We also achieve sales growth by opening new warehouses and relocating existing warehouses to
larger facilities. As our warehouse base grows and available and desirable potential sites become
more difficult to secure, square footage growth becomes a comparatively less substantial component
of growth, but the negative aspects of such growth (including lower initial operating profitability relative
to existing warehouses and cannibalization of sales at existing warehouse when openings occur in
existing markets) are ameliorated. Our rate of square footage growth is higher in foreign markets, due
to the smaller base in those markets, and we expect that to continue.

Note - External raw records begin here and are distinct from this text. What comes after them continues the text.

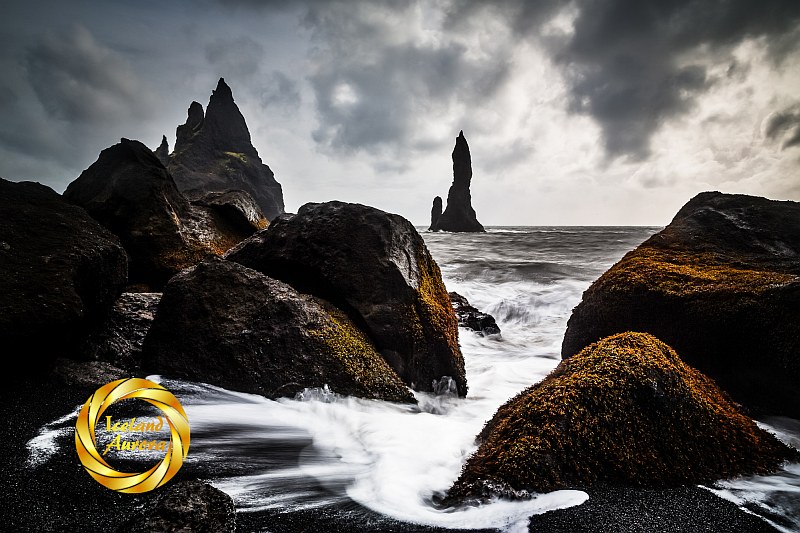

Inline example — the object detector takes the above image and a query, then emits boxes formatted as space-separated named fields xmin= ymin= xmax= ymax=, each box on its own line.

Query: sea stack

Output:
xmin=430 ymin=131 xmax=486 ymax=232
xmin=153 ymin=135 xmax=169 ymax=167
xmin=167 ymin=78 xmax=283 ymax=220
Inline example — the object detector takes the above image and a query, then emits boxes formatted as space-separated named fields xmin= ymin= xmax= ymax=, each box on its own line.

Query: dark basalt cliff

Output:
xmin=64 ymin=139 xmax=256 ymax=288
xmin=168 ymin=78 xmax=284 ymax=220
xmin=0 ymin=179 xmax=128 ymax=364
xmin=561 ymin=192 xmax=800 ymax=418
xmin=430 ymin=131 xmax=486 ymax=232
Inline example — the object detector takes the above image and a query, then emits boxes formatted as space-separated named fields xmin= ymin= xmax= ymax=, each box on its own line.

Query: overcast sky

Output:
xmin=0 ymin=0 xmax=800 ymax=226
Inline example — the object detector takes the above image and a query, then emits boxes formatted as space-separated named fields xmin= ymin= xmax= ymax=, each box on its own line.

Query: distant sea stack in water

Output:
xmin=166 ymin=78 xmax=284 ymax=220
xmin=430 ymin=131 xmax=486 ymax=232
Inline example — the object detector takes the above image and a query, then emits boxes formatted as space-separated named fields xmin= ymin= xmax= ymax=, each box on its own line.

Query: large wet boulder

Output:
xmin=430 ymin=131 xmax=486 ymax=232
xmin=153 ymin=135 xmax=169 ymax=167
xmin=226 ymin=202 xmax=467 ymax=396
xmin=143 ymin=259 xmax=415 ymax=402
xmin=186 ymin=190 xmax=269 ymax=235
xmin=168 ymin=78 xmax=283 ymax=220
xmin=64 ymin=139 xmax=255 ymax=288
xmin=118 ymin=481 xmax=236 ymax=533
xmin=0 ymin=179 xmax=127 ymax=366
xmin=561 ymin=192 xmax=800 ymax=418
xmin=448 ymin=332 xmax=800 ymax=502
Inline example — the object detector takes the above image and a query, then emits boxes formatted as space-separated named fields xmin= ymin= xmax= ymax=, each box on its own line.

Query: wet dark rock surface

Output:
xmin=0 ymin=179 xmax=127 ymax=364
xmin=143 ymin=259 xmax=414 ymax=402
xmin=448 ymin=292 xmax=500 ymax=335
xmin=225 ymin=202 xmax=467 ymax=396
xmin=64 ymin=139 xmax=254 ymax=289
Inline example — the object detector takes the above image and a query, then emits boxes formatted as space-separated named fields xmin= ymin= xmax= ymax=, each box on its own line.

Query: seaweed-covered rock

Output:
xmin=168 ymin=78 xmax=283 ymax=220
xmin=0 ymin=179 xmax=127 ymax=366
xmin=448 ymin=332 xmax=800 ymax=502
xmin=118 ymin=481 xmax=236 ymax=533
xmin=448 ymin=292 xmax=500 ymax=335
xmin=561 ymin=192 xmax=800 ymax=418
xmin=81 ymin=292 xmax=161 ymax=370
xmin=64 ymin=139 xmax=255 ymax=288
xmin=430 ymin=131 xmax=486 ymax=232
xmin=143 ymin=259 xmax=415 ymax=402
xmin=226 ymin=202 xmax=467 ymax=396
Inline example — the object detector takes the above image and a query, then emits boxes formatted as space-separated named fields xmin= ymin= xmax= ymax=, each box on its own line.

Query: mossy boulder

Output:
xmin=448 ymin=332 xmax=800 ymax=502
xmin=64 ymin=139 xmax=256 ymax=289
xmin=142 ymin=258 xmax=415 ymax=402
xmin=0 ymin=179 xmax=127 ymax=369
xmin=225 ymin=202 xmax=467 ymax=396
xmin=561 ymin=192 xmax=800 ymax=418
xmin=168 ymin=78 xmax=283 ymax=220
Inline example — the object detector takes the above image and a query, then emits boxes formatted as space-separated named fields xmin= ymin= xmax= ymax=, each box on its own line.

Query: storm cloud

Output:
xmin=0 ymin=0 xmax=800 ymax=224
xmin=24 ymin=26 xmax=149 ymax=123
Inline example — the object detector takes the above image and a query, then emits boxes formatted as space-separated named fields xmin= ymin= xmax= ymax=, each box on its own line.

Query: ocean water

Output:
xmin=29 ymin=227 xmax=800 ymax=532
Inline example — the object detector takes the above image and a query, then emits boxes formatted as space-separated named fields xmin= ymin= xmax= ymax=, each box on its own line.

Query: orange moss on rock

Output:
xmin=447 ymin=332 xmax=800 ymax=503
xmin=596 ymin=244 xmax=800 ymax=296
xmin=309 ymin=298 xmax=417 ymax=403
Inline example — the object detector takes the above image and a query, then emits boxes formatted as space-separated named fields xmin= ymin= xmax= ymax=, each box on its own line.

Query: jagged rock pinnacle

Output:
xmin=168 ymin=78 xmax=283 ymax=220
xmin=153 ymin=135 xmax=169 ymax=167
xmin=431 ymin=130 xmax=485 ymax=232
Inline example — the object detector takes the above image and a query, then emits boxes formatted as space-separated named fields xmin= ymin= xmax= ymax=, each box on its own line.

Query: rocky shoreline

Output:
xmin=0 ymin=80 xmax=800 ymax=532
xmin=0 ymin=374 xmax=778 ymax=533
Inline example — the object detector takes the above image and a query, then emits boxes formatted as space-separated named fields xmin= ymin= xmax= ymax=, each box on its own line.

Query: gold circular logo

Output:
xmin=75 ymin=378 xmax=189 ymax=493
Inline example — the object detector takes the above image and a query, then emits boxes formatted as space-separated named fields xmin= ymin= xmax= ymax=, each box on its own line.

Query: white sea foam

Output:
xmin=29 ymin=228 xmax=800 ymax=531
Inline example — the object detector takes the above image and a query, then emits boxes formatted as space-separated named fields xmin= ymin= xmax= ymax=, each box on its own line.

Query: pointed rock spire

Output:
xmin=431 ymin=131 xmax=486 ymax=232
xmin=169 ymin=78 xmax=283 ymax=220
xmin=428 ymin=196 xmax=442 ymax=231
xmin=153 ymin=135 xmax=169 ymax=167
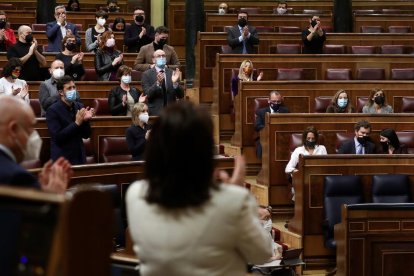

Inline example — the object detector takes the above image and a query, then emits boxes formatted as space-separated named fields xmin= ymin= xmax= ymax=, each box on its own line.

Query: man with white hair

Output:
xmin=7 ymin=25 xmax=47 ymax=81
xmin=46 ymin=6 xmax=81 ymax=52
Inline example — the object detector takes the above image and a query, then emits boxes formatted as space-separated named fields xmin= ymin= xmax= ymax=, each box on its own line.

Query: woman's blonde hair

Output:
xmin=131 ymin=103 xmax=147 ymax=125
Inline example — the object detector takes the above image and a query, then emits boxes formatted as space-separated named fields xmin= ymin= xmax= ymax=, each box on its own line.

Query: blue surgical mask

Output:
xmin=121 ymin=75 xmax=131 ymax=84
xmin=155 ymin=57 xmax=167 ymax=69
xmin=65 ymin=89 xmax=76 ymax=103
xmin=338 ymin=99 xmax=348 ymax=107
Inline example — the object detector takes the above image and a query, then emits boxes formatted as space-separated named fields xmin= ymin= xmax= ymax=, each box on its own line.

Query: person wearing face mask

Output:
xmin=0 ymin=58 xmax=30 ymax=104
xmin=0 ymin=11 xmax=16 ymax=52
xmin=141 ymin=50 xmax=184 ymax=116
xmin=124 ymin=7 xmax=155 ymax=53
xmin=302 ymin=15 xmax=326 ymax=54
xmin=276 ymin=1 xmax=287 ymax=15
xmin=46 ymin=6 xmax=81 ymax=52
xmin=46 ymin=76 xmax=95 ymax=165
xmin=95 ymin=31 xmax=124 ymax=81
xmin=7 ymin=25 xmax=47 ymax=81
xmin=0 ymin=95 xmax=72 ymax=193
xmin=380 ymin=128 xmax=408 ymax=154
xmin=338 ymin=120 xmax=376 ymax=154
xmin=285 ymin=126 xmax=328 ymax=201
xmin=326 ymin=89 xmax=355 ymax=113
xmin=227 ymin=11 xmax=259 ymax=54
xmin=108 ymin=65 xmax=147 ymax=116
xmin=85 ymin=10 xmax=109 ymax=52
xmin=133 ymin=26 xmax=180 ymax=72
xmin=230 ymin=59 xmax=263 ymax=99
xmin=56 ymin=34 xmax=85 ymax=81
xmin=39 ymin=59 xmax=80 ymax=117
xmin=125 ymin=102 xmax=151 ymax=161
xmin=362 ymin=88 xmax=394 ymax=114
xmin=218 ymin=2 xmax=229 ymax=14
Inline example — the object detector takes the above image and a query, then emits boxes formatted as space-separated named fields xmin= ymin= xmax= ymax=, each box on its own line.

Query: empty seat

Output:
xmin=357 ymin=97 xmax=368 ymax=113
xmin=323 ymin=44 xmax=346 ymax=54
xmin=323 ymin=175 xmax=363 ymax=248
xmin=313 ymin=96 xmax=332 ymax=113
xmin=396 ymin=131 xmax=414 ymax=154
xmin=391 ymin=68 xmax=414 ymax=80
xmin=325 ymin=68 xmax=352 ymax=80
xmin=92 ymin=98 xmax=112 ymax=116
xmin=276 ymin=68 xmax=304 ymax=80
xmin=335 ymin=132 xmax=355 ymax=153
xmin=371 ymin=174 xmax=411 ymax=203
xmin=276 ymin=44 xmax=301 ymax=54
xmin=239 ymin=7 xmax=261 ymax=14
xmin=356 ymin=68 xmax=385 ymax=80
xmin=256 ymin=26 xmax=275 ymax=33
xmin=351 ymin=45 xmax=377 ymax=55
xmin=82 ymin=68 xmax=98 ymax=81
xmin=220 ymin=45 xmax=231 ymax=54
xmin=361 ymin=26 xmax=384 ymax=33
xmin=32 ymin=23 xmax=46 ymax=32
xmin=30 ymin=99 xmax=42 ymax=117
xmin=401 ymin=97 xmax=414 ymax=113
xmin=388 ymin=26 xmax=411 ymax=33
xmin=380 ymin=45 xmax=405 ymax=55
xmin=99 ymin=136 xmax=132 ymax=163
xmin=278 ymin=26 xmax=302 ymax=33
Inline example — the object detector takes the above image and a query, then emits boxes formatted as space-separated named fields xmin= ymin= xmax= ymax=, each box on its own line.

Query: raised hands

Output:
xmin=39 ymin=157 xmax=73 ymax=194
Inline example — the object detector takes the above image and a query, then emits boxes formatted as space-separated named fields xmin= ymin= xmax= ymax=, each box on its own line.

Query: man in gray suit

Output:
xmin=141 ymin=50 xmax=184 ymax=116
xmin=227 ymin=12 xmax=259 ymax=54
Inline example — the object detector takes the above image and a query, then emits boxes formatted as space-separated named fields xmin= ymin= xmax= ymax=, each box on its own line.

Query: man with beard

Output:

Our financial performance also depends heavily on our ability to control costs. While we believe that
we have achieved successes in this area historically, some significant costs are partially outside our
control, most particularly health care expenses. With respect to expenses relating to the compensation
of our employees, our philosophy is not to seek to minimize the wages and benefits that they earn.

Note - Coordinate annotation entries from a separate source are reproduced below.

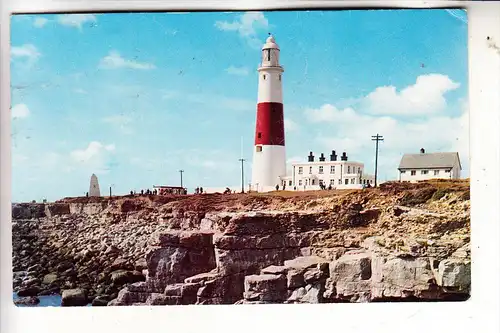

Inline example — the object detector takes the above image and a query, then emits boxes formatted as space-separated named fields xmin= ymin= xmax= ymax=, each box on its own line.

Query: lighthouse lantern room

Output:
xmin=252 ymin=35 xmax=286 ymax=192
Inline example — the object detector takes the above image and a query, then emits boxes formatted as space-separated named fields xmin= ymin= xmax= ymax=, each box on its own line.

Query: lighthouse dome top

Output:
xmin=262 ymin=35 xmax=280 ymax=50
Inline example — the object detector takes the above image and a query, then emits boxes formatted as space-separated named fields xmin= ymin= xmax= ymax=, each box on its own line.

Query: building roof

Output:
xmin=398 ymin=153 xmax=462 ymax=170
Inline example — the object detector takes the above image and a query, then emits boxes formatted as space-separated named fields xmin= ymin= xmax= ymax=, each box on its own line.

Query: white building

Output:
xmin=280 ymin=151 xmax=375 ymax=191
xmin=398 ymin=148 xmax=462 ymax=182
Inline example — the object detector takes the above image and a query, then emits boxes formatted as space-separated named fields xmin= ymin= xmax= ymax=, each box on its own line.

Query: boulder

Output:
xmin=111 ymin=270 xmax=146 ymax=286
xmin=286 ymin=283 xmax=325 ymax=304
xmin=437 ymin=259 xmax=471 ymax=290
xmin=61 ymin=289 xmax=88 ymax=306
xmin=325 ymin=251 xmax=372 ymax=299
xmin=92 ymin=295 xmax=109 ymax=306
xmin=14 ymin=296 xmax=40 ymax=306
xmin=244 ymin=274 xmax=287 ymax=302
xmin=42 ymin=273 xmax=57 ymax=284
xmin=371 ymin=257 xmax=435 ymax=298
xmin=146 ymin=293 xmax=181 ymax=305
xmin=146 ymin=232 xmax=215 ymax=293
xmin=260 ymin=265 xmax=288 ymax=275
xmin=17 ymin=286 xmax=40 ymax=297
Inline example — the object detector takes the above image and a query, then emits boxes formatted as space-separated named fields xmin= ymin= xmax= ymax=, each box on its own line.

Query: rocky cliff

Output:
xmin=12 ymin=181 xmax=471 ymax=305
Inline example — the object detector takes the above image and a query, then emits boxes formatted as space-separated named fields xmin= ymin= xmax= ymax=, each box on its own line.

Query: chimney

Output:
xmin=330 ymin=150 xmax=337 ymax=162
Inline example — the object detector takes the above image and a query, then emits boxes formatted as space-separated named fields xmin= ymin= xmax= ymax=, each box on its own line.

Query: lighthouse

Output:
xmin=252 ymin=35 xmax=286 ymax=192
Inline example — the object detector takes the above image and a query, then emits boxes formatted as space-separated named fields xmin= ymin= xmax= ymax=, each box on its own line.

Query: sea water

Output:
xmin=12 ymin=293 xmax=62 ymax=307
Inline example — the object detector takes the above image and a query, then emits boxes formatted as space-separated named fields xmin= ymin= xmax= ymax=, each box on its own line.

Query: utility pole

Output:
xmin=179 ymin=170 xmax=184 ymax=187
xmin=372 ymin=133 xmax=384 ymax=187
xmin=238 ymin=158 xmax=246 ymax=193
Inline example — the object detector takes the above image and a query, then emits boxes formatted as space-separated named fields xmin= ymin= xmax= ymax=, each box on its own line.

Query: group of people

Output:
xmin=130 ymin=188 xmax=187 ymax=195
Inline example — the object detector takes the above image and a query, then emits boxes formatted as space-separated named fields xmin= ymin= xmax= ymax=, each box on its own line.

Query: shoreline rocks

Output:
xmin=12 ymin=185 xmax=470 ymax=306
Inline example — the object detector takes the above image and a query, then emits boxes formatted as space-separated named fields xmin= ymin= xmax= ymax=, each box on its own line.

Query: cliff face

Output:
xmin=12 ymin=182 xmax=470 ymax=305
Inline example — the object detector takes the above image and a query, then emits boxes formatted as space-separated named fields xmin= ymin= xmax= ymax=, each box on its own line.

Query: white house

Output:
xmin=398 ymin=148 xmax=462 ymax=182
xmin=280 ymin=151 xmax=375 ymax=191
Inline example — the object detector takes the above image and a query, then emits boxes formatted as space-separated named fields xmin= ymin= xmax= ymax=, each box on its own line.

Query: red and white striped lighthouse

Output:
xmin=252 ymin=36 xmax=286 ymax=192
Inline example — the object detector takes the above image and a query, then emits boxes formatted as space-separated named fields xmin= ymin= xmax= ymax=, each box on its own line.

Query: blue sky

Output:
xmin=11 ymin=10 xmax=469 ymax=201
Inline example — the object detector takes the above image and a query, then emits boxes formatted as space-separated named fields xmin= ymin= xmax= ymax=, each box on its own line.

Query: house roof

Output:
xmin=398 ymin=153 xmax=462 ymax=170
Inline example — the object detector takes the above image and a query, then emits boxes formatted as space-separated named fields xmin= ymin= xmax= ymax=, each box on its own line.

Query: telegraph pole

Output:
xmin=372 ymin=133 xmax=384 ymax=187
xmin=179 ymin=170 xmax=184 ymax=187
xmin=238 ymin=158 xmax=246 ymax=193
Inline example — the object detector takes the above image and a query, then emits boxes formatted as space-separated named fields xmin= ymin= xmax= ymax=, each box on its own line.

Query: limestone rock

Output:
xmin=437 ymin=259 xmax=471 ymax=290
xmin=14 ymin=296 xmax=40 ymax=306
xmin=61 ymin=289 xmax=88 ymax=306
xmin=244 ymin=274 xmax=287 ymax=302
xmin=42 ymin=273 xmax=57 ymax=284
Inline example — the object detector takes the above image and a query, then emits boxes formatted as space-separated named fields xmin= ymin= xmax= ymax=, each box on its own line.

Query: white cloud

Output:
xmin=57 ymin=14 xmax=97 ymax=30
xmin=11 ymin=104 xmax=30 ymax=119
xmin=99 ymin=51 xmax=156 ymax=69
xmin=12 ymin=153 xmax=29 ymax=167
xmin=285 ymin=118 xmax=299 ymax=132
xmin=102 ymin=115 xmax=134 ymax=134
xmin=73 ymin=88 xmax=87 ymax=95
xmin=70 ymin=141 xmax=115 ymax=163
xmin=226 ymin=66 xmax=248 ymax=76
xmin=215 ymin=12 xmax=269 ymax=48
xmin=33 ymin=17 xmax=49 ymax=28
xmin=10 ymin=44 xmax=41 ymax=62
xmin=363 ymin=74 xmax=460 ymax=116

Rather, we believe that achieving our longer-term objectives of reducing turnover and enhancing
employee satisfaction requires maintaining compensation levels that are better than the industry
average for much of our workforce. This may cause us, for example, to absorb costs that other
employers might seek to pass through to their workforces. Because our business is operated on very
low margins, modest changes in various items in the income statement, particularly gross margin and
selling, general and administrative expenses, can have substantial impacts on net income.
Results of Operations
Net Sales
2010 2009 2008
Net sales .................................... $76,255 $69,889 $70,977
Net sales increase (decrease) .................. 9.1% (1.5%) 12.5%
Increase (decrease) in comparable sales ......... 7% (4%) 8%
Warehouse openings, net ...................... 13 15 24
2010 vs. 2009
Net Sales
Net sales increased 9.1% during 2010 compared to 2009. The $6,366 increase was comprised of a
$4,871 increase in comparable sales and the remainder primarily from sales at new warehouses
opened during 2010 and 2009.
Foreign currencies, particularly in Canada, Korea, and Japan, strengthened against the U.S. dollar,
which positively impacted net sales during 2010 by approximately $1,570 (225 basis points). Net sales
were also positively impacted by gasoline price inflation during 2010 by approximately $895 (128 basis
points), which resulted from a 17% increase in the average sales price per gallon.